De Leest, Waalwijk – 11 juni 2022
Recent betoonde ik mij vrij enthousiast over ‘How to Live’, het tweede album van de Nederlandse zanger Dennis van Aarssen, met name omdat hij zich nadrukkelijk presenteert als crooner, teruggrijpend op muzikale stijlen die inmiddels al enige tijd over hun hoogtepunt heen zijn. Jonge mannen van achtentwintig die Frank Sinatra zien als hun grote held zijn er immers niet zo heel veel. En reeds bij het beluisteren van dit ‘How to Live’ bedacht ik me, die man moet ik eens live zien. En zo geschiedde, gisterenavond in een afgeladen theater De Leest in Waalwijk.
Meer nog dan op dat nieuwe album kiest Van Aarssen hier voor de swing, onder andere door op die klassieker van Bing Crosby terug te grijpen, waar hij ook zijn toer naar vernoemde: ‘Swinging on a Star’. Leuk gedaan, zeker weten. Iets dat overigens zeker niet voor alle klassiekers geldt die hij hier brengt: met ‘Mack de Knife’, ‘Buona Sera’ en ‘My Way’ slaat hij wat mij betreft de plank om diverse redenen meer dan mis. Maar gelukkig, dat zijn uitzonderingen. Hij brengt mooie versies van Jamie Cullum’s ‘Twenty Something’, Dean Martin’s ‘Sway’ en van ‘Lonely Boy’ van de Black Keys, ook te vinden op dat laatste album. De sleutel ligt bij Van Aarssen zelf, hoe beter een stuk past bij de persoon die hij is, hoe beter het klinkt. Met Jamie Cullum kan hij zich identificeren, dat blijkt uit de wijze waarop hij ‘Twenty Something’ brengt, met de Sinatra van ‘My Way’ lukt dat uiteraard totaal niet.

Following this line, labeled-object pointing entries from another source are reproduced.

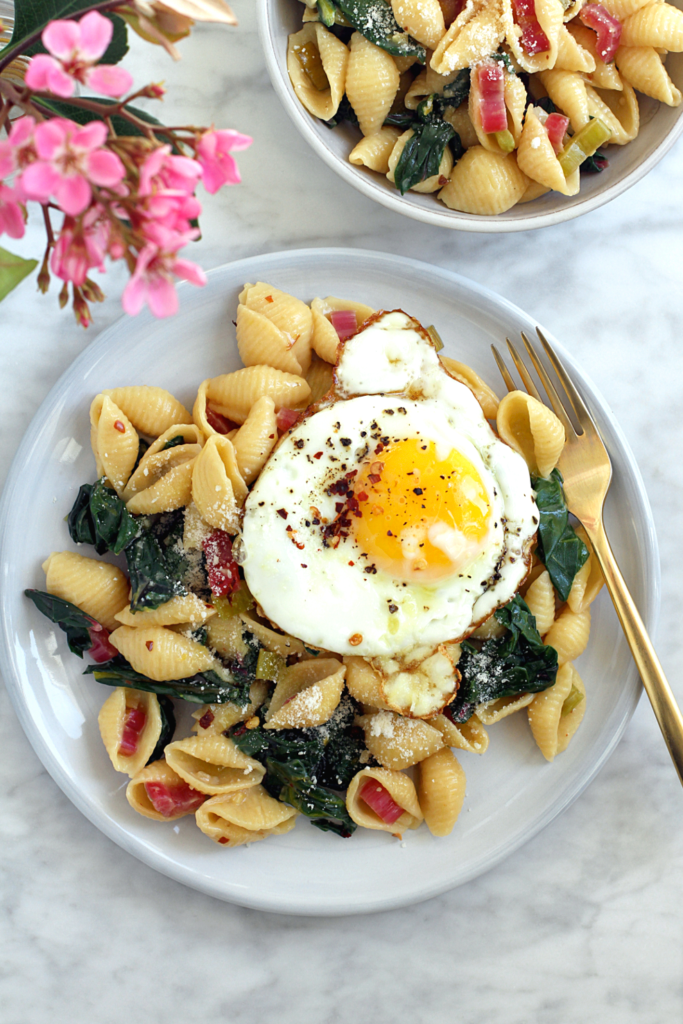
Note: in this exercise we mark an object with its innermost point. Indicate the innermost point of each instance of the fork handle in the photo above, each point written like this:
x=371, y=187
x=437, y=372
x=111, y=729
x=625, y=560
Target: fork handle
x=667, y=711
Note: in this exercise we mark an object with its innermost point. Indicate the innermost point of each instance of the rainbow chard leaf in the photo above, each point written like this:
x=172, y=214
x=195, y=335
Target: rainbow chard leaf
x=12, y=271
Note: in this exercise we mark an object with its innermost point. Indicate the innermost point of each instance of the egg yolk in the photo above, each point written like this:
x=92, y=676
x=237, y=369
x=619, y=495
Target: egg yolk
x=423, y=517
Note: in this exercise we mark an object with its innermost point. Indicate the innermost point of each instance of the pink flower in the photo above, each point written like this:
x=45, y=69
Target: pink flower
x=163, y=171
x=70, y=159
x=153, y=279
x=11, y=220
x=213, y=153
x=81, y=247
x=75, y=47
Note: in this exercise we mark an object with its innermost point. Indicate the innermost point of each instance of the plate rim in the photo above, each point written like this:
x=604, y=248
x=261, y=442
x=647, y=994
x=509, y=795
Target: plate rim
x=156, y=858
x=452, y=219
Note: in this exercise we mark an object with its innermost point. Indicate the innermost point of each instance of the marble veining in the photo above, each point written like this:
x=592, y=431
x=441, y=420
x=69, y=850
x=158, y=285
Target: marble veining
x=583, y=923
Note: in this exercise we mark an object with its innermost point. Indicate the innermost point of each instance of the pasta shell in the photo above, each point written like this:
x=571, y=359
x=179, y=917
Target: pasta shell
x=163, y=481
x=399, y=787
x=603, y=76
x=112, y=720
x=96, y=588
x=161, y=653
x=217, y=487
x=334, y=55
x=372, y=82
x=567, y=91
x=642, y=68
x=571, y=55
x=568, y=634
x=363, y=682
x=550, y=728
x=319, y=378
x=245, y=817
x=159, y=771
x=256, y=438
x=421, y=18
x=495, y=711
x=398, y=742
x=307, y=695
x=184, y=608
x=213, y=764
x=537, y=158
x=440, y=791
x=115, y=441
x=260, y=342
x=532, y=430
x=540, y=598
x=483, y=394
x=550, y=14
x=588, y=582
x=620, y=111
x=151, y=410
x=474, y=35
x=374, y=151
x=434, y=181
x=233, y=394
x=469, y=735
x=658, y=25
x=483, y=182
x=290, y=314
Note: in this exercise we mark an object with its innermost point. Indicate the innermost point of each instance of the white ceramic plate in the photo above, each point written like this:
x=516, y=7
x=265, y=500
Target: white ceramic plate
x=511, y=792
x=659, y=127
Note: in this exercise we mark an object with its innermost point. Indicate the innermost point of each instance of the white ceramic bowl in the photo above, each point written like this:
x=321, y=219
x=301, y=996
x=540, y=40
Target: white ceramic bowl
x=660, y=126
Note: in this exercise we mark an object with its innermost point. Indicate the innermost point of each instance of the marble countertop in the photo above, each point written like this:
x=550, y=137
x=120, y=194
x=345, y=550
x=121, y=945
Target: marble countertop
x=584, y=923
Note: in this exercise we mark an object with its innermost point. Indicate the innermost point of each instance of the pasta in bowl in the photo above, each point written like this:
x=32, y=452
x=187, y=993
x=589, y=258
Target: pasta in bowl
x=506, y=174
x=344, y=566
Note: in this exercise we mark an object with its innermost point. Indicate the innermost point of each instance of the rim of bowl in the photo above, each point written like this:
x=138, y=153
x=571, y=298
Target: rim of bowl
x=453, y=219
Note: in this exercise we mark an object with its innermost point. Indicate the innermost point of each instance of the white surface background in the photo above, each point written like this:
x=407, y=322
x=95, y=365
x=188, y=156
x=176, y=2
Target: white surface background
x=584, y=924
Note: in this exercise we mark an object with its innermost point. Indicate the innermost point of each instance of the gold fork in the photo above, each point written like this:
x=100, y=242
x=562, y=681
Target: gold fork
x=587, y=471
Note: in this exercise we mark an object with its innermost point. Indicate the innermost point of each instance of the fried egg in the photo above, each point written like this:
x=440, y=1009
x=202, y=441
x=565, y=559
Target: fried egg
x=391, y=517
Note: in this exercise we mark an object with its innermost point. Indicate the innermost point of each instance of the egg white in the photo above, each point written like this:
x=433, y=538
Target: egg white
x=390, y=384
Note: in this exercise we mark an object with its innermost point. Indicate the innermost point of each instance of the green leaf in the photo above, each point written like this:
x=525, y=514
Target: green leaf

Beter gaat het met de Sinatra van ‘New York, New York’, maar dat stuk voegt te weinig toe.
Het stoort des te meer omdat Van Aarssen het helemaal niet nodig heeft. Hij zou geen enkele cover hoeven spelen want zijn eigen stukken staan als een huis. Als geen ander blijkt hij nog echt iets te kunnen toevoegen aan de ouderwetse swing. Daarmee bewijzend dat deze stijl weliswaar al lang over zijn hoogtepunt heen is, maar dat dat geenszins betekent dat het niet meer de moeite waard is. Tien jonge mensen op het podium bewijzen dat met een ongelofelijk enthousiasme en een enorme drive. Want dat is toch wel wat je het meest bijblijft van dit optreden: Van Aarssen die je aan de hand meeneemt en het publiek gewoon een heerlijke avond bezorgt. Een podiumbeest, vol flair en bravoure, maar zonder die vaak zo irritante arrogantie. In tegendeel, daar staat een jongen die praat en zingt over het dagelijkse wel en wee, de ellende van de lockdowns; zijn eigen onzekerheden aan het begin van zijn carrière, verklankt in ‘I Still Got It’; het vroegere onbegrip tussen hem en zijn broer, het titelstuk van dit tweede album, ‘How to Live’ en de liefde voor zijn vriendin, ‘After all this Time’. Juist in die autobiografische stukken, met prachtige teksten en dito arrangementen excelleert Van Aarssen. En tussendoor kletst hij met zijn publiek, zegt zijn moeder en oma gedag, die er wederom bij zijn en heeft hij het gewoon heerlijk naar zijn zin. Hij mag weer optreden en dat doet hem zichtbaar goed. Iets dat overigens ook voor zijn publiek geldt.